License is contained in LICENSE file, available in the root of this repository.
- Checkout submodules:
git submodule update --init --recursive
- Setup and activate the python environment
Hint: use pyenv to manage Python versions.
Run
pyenv local 3.10
before running the next lines.
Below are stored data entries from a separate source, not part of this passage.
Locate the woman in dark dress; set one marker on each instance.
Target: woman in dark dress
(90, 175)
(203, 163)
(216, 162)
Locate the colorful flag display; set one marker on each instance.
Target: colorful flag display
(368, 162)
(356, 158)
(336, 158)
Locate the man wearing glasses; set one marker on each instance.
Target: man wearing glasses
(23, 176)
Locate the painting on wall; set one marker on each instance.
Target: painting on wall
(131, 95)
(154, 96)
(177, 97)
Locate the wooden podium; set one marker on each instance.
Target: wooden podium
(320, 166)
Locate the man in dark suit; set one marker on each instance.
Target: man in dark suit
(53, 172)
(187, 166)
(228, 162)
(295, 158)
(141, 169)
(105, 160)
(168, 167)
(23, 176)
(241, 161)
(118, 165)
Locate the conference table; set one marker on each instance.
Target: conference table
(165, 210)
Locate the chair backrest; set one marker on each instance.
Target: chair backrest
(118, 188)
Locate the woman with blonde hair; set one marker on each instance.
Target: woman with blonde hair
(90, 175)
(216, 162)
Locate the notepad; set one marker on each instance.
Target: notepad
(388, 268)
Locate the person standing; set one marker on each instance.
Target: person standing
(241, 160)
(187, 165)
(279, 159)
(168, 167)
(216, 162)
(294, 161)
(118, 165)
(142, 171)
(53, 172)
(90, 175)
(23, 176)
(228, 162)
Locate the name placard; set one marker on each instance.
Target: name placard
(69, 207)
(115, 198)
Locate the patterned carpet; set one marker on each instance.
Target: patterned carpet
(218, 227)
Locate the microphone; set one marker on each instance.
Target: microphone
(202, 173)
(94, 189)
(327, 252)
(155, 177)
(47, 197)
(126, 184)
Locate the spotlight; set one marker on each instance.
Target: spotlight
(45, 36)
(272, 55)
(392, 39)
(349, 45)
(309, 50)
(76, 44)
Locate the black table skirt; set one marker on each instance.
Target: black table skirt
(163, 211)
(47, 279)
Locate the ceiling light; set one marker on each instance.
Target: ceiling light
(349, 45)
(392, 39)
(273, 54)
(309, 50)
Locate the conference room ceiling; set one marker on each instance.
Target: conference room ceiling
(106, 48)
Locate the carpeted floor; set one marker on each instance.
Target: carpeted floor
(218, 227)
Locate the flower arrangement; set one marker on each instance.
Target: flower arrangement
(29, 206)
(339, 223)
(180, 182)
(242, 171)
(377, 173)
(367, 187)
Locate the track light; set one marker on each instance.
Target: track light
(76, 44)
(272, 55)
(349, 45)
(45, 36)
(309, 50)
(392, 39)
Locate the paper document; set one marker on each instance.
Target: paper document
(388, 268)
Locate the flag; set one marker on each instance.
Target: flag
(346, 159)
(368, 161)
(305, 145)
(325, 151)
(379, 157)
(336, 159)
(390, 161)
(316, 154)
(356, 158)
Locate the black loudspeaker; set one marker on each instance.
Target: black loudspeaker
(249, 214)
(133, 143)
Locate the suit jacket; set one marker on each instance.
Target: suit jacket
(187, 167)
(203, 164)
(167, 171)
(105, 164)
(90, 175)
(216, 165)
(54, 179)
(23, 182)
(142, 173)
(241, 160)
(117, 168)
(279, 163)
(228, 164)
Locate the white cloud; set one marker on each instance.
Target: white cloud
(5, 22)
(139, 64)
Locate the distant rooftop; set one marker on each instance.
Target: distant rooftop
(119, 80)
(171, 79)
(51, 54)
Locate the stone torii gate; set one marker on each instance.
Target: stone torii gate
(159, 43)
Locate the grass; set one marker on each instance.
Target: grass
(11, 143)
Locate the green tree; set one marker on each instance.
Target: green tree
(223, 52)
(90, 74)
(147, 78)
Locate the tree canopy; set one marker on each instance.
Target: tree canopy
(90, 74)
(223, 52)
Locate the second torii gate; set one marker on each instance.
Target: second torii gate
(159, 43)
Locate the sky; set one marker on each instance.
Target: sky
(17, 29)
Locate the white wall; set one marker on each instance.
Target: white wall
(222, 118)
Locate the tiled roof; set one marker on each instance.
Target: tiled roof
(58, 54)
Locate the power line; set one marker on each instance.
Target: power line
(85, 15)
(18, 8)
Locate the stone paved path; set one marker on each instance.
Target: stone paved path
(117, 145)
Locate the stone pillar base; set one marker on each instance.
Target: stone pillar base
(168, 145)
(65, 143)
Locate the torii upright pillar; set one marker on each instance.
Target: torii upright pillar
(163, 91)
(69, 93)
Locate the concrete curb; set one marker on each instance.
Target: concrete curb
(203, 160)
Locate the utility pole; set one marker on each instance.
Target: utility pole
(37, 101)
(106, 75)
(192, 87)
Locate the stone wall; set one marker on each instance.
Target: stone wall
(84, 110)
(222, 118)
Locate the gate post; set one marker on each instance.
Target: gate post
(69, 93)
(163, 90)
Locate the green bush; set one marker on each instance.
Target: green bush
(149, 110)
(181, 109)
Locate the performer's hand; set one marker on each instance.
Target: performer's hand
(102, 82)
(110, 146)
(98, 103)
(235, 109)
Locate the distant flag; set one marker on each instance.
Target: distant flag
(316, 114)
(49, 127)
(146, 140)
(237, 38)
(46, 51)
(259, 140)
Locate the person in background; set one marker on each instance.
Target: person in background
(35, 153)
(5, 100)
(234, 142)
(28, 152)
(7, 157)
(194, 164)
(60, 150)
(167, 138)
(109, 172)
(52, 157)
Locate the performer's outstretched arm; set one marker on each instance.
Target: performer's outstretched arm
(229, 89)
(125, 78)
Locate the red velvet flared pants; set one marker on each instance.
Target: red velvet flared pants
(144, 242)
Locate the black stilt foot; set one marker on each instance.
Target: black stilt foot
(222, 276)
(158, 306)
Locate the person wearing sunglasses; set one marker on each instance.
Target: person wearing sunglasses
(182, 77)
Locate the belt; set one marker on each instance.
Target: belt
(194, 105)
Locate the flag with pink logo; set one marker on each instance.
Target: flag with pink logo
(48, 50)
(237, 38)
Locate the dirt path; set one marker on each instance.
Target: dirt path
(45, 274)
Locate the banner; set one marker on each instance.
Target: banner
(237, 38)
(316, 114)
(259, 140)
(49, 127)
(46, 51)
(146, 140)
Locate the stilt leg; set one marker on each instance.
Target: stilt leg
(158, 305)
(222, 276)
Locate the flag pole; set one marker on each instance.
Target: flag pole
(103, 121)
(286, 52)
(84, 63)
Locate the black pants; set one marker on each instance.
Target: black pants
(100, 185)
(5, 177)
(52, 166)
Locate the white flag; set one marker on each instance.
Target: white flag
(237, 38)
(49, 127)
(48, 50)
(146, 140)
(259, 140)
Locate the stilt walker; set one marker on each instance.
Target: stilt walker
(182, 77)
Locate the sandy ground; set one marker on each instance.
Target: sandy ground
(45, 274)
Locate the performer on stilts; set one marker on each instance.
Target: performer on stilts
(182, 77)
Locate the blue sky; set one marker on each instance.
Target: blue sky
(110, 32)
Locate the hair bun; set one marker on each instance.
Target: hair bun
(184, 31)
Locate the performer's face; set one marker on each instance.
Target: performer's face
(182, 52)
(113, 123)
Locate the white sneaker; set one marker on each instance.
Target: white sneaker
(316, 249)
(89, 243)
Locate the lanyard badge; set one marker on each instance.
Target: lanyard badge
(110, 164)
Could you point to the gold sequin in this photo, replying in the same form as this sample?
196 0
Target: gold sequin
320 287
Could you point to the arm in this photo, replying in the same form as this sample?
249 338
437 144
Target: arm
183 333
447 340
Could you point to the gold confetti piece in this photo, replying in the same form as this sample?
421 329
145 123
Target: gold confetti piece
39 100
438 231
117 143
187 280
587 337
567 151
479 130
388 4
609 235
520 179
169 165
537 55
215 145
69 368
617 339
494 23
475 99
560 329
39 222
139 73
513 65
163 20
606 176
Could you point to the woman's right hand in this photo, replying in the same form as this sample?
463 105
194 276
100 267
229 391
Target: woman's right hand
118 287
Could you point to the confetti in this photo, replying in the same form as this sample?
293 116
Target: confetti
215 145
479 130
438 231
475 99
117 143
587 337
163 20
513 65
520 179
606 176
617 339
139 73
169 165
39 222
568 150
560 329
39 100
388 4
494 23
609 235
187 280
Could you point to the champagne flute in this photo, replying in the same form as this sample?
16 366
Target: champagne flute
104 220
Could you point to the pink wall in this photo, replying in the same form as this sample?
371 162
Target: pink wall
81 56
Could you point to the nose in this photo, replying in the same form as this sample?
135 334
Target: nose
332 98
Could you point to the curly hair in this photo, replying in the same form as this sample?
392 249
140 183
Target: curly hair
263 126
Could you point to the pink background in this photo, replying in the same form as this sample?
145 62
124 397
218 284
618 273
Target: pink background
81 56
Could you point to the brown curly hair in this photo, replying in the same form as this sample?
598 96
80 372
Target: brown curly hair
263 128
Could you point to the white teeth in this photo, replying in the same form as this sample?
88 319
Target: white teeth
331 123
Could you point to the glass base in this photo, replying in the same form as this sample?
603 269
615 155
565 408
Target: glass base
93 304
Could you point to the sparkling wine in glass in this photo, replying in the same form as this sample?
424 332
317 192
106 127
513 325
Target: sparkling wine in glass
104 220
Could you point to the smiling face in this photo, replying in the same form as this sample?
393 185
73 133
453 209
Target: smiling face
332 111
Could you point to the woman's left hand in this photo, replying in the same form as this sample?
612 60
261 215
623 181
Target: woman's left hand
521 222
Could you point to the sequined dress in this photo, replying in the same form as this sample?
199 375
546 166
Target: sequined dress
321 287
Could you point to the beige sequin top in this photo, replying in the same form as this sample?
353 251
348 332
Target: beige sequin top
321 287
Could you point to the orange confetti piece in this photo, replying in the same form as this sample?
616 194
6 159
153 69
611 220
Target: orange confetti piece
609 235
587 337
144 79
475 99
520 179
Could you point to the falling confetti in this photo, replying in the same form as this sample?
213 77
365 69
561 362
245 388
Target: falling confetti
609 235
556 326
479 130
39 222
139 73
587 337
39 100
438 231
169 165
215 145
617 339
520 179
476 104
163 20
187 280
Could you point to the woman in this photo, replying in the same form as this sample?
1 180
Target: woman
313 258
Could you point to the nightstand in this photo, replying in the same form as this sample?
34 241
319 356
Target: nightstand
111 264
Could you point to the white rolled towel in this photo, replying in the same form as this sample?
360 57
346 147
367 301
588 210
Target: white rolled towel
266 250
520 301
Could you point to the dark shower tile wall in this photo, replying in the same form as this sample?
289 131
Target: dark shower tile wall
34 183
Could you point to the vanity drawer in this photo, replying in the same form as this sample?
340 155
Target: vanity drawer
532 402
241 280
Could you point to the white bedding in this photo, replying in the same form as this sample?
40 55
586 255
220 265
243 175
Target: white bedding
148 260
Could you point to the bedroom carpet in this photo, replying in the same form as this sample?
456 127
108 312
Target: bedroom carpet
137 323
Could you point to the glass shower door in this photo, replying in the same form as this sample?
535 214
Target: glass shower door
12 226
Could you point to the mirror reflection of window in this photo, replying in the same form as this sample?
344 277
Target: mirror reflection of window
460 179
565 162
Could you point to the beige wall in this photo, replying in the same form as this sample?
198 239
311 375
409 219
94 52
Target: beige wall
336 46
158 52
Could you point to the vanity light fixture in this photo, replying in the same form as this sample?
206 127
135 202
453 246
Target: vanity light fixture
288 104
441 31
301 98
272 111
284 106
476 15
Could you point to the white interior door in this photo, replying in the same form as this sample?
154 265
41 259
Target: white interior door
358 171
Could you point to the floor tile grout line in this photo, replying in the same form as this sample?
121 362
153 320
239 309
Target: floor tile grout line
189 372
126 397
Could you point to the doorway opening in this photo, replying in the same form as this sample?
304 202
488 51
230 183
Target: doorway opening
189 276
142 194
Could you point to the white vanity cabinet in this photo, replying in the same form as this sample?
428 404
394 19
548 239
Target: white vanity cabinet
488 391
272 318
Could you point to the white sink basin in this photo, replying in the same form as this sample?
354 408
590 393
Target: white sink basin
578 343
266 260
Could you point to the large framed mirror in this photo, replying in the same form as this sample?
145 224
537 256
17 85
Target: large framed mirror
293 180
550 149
Follow instructions here https://github.com/pyenv/pyenv to set up your shell (zsh, bash).
FWICU torch version depends on the CUDA version, which you can figure out by calling nvidia-smi
.
In our case, current machines run CUDA 11.8, this means that you should install torch compiled for that version, this way:
python -m pip install torch==2.1.0+cu118 torchvision==0.16.0+cu118 torchaudio==2.1.0+cu118 --extra-index-url https://download.pytorch.org/whl/cu118 --no-cache-dir
(unclear to me how to generate requirements.txt
from requirements.in
so that it calls the right torch version...)
The proper way:
pip-compile -o requirements.txt requirements.in
or
python -m piptools compile requirements.in
From [1]:
Now that you have a requirements.txt, you can use pip-sync to update your virtual environment to reflect exactly what's in there. pip-sync is meant to be used only with a requirements.txt generated by pip-compile
Do:
pip-sync requirements.txt
To run a training:
python wavefront/wavefront_main.py -c wavefront/config_model_dataset.yaml
for example:
python wavefront/wavefront_main.py -c wavefront/config_MFCCNet_ESC50.yaml
To log and look at the progress, type in the bash:
tensorboard --bind_all --logdir lightning_logs
NOTE: To train on TIMIT we have preprocessed the dataset as proposed in [2].
[1] https://pypi.org/project/pip-tools/
[2] Mirco Ravanelli and Yoshua Bengio. Speaker recognition from raw waveform with
SincNet. In 2018 IEEE Spoken Language Technology Workshop (SLT), pages 1021–
1028, 2018. https://github.com/mravanelli/SincNet
[3] Neil Zeghidour, Olivier Teboul, Félix de Chaumont Quitry, and Marco Tagliasacchi.
Leaf: A learnable frontend for audio classification, 2021.
[4] Junchao Fan, Shizhan Tang, Han Duan, Xiuli Bi, Bin Xiao, Weisheng Li, and Xinbo
Gao. Le-LWTnet: A learnable lifting wavelet convolutional neural network for heart
sound abnormality detection. IEEE Transactions on Instrumentation and Measurement, 72:1–14, 2023.
[5] Vibha Tiwari. Mfcc and its applications in speaker recognition. International journal
on emerging technologies, 1(1):19–22, 2010.